Comment by foxylad
2 days ago
Cory Doctorow has a compelling theory that the megatech companies have to appear to be startups, or else their share price reverts to normal multiples. Hence the continuous string of increasingly over-hyped "game-changing technologies" they all (not just Meta) keep rolling out.
VR, blockchain and LLMs have their value, but it's a tiny fraction of the insane amounts of money being pumped into these bubbles. There will be tears before bedtime.
Indeed, for big valley tech companies it's crucial to have a new business developing in the wings which has plausible potential to be the "next big thing." They're desperate to keep their stock price from being evaluated solely on trailing twelve month revenue, so having a shiny, ephemeral hype-magnet to attract inflated growth expectations is essential.
So far, it appears the psychology of investors allows the new thing to fail to deliver big revenue and be tacitly dropped - as long as there's a new new thing to replace it as the aspirational vehicle. Like any good mark in a con game, tech investors want to believe.
> as long as there's a new new thing to replace it as the aspirational vehicle. Like any good mark in a con game, tech investors want to believe.
Yea, but it seems like the new new thing needs to get progressively bigger with each cycle, which is why I think the shell game is almost over.
They really can't overpromise much more than they did with the AI hype-cycle.
It feels like a startup valuation in that having a down round is...not favored by investors; I feel like having a step-down in promises would also be problematic.
> They really can't overpromise much more than they did with the AI hype-cycle.
While I agree that "replace all human labor" is already pretty high up there on the overreaching u/dis-topian promise list, there are still a few things left.
Perhaps the next dream to sell will be digitizing the minds of Valued Shareholders so that they can grasp immortality inside the computer.
Yup which is why I think that the bubble is going to burst but what's surprising to me is that a lot of normal folks might be hurted by this too in the sense that s&p 500 has really concentrated its holding into companies believing into AI and the hype train seems to be coming to an end and the bubble coming near its burst.
Or every investor just expects the other investors will fall for this, but the result is the same: number go up so buy more. It could be no one really falls for it at all.
The economy could be doing really bad but the stock market can be doing good, they aren't direct correlation imo anymore.
It can take a long time for the stock market to actually be corrected but I know one thing and that is, bottom it would be corrected some day and maybe they would call it the bursting of a bubble
> Cory Doctorow has a compelling theory that the megatech companies have to appear to be startups, or else their share price reverts to normal multiples.
Meta's P/E is about the same as S&P 500.
Nicely spotted.
I regard Meta and Google as ad agencies.
(I'm not smart enough to break out Amazon's and Apple's ad biz P/E separately.)
My quick spot check says Meta's P/E is more than "legacy" ad agencies and (much) less than Google's.
Just observations. I have no insights.
My opinion, based solely on vibes, is the online ad biz (Meta and Google) is more fraudulent than not. If true, than both are grossly overvalued, in that castles in the sky sort of way.
This may well be true, but my point is more that Facebook/Meta/Zuckerberg seem almost uniquely unable to turn the startups into great new businesses, when compared with the other big tech companies.
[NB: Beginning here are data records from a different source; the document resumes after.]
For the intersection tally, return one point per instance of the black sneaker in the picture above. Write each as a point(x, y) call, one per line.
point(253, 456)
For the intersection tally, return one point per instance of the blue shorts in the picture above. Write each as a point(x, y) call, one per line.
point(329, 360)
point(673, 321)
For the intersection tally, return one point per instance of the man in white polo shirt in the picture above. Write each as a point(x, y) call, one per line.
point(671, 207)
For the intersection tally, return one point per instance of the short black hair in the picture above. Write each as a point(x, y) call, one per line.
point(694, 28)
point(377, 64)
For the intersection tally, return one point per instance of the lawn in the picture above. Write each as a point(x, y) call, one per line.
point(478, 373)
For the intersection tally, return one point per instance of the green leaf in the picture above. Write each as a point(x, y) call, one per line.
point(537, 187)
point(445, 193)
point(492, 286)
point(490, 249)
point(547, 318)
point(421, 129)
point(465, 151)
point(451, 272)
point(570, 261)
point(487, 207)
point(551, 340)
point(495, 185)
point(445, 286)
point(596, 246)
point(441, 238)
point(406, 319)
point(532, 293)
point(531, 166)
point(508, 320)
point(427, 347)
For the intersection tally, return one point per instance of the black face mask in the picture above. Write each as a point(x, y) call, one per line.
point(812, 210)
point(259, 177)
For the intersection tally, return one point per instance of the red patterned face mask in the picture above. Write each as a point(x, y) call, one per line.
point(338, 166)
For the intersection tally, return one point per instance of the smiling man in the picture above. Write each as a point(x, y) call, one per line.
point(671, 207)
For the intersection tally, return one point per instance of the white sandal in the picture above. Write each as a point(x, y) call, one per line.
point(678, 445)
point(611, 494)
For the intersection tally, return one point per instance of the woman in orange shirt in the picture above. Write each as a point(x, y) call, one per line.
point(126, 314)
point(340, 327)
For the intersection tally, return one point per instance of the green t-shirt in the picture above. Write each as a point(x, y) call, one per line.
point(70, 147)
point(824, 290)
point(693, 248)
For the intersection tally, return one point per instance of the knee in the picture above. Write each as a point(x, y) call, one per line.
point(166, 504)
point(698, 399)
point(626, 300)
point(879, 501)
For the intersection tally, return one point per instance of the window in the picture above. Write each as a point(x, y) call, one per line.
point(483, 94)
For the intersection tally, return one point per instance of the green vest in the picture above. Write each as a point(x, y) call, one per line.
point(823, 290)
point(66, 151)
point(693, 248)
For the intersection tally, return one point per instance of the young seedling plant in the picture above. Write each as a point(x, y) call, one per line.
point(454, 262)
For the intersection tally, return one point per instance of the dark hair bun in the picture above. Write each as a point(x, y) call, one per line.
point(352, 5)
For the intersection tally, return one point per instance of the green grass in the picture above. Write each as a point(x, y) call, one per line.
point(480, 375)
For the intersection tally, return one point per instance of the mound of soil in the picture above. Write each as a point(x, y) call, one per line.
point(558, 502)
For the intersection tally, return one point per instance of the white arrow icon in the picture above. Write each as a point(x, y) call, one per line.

Amazon added cloud and prime, Microsoft added cloud, xbox, 365, Google added Chrome, Android, cloud, Youtube, consumer subscriptions, workspace, etc. Netflix added streaming and their own content, Apple added mobile, wearables, subscriptions.
Meta though, they've got an abandoned phone platform from years ago, a half-baked Metaverse that is being defunded, a small hardware business for the Quest, a pro VR headset that got defunded, a crypto business that got deprioritised, and an LLM that's expensive relative to open competitors and underperforms relative to closed competitors... which the tide appears to be turning on as the AI bubble reaches popping point.
> Facebook/Meta/Zuckerberg seem almost uniquely unable to turn the startups into great new businesses, when compared with the other big tech companies.
Really? Instagram, WhatsApp... the two most used apps & services in the world?
> Google added Chrome, Android, cloud, Youtube,
It's arguable how GCP is profitable, but chrome/android/yt are money-losing businesses if you exclude ad revenues.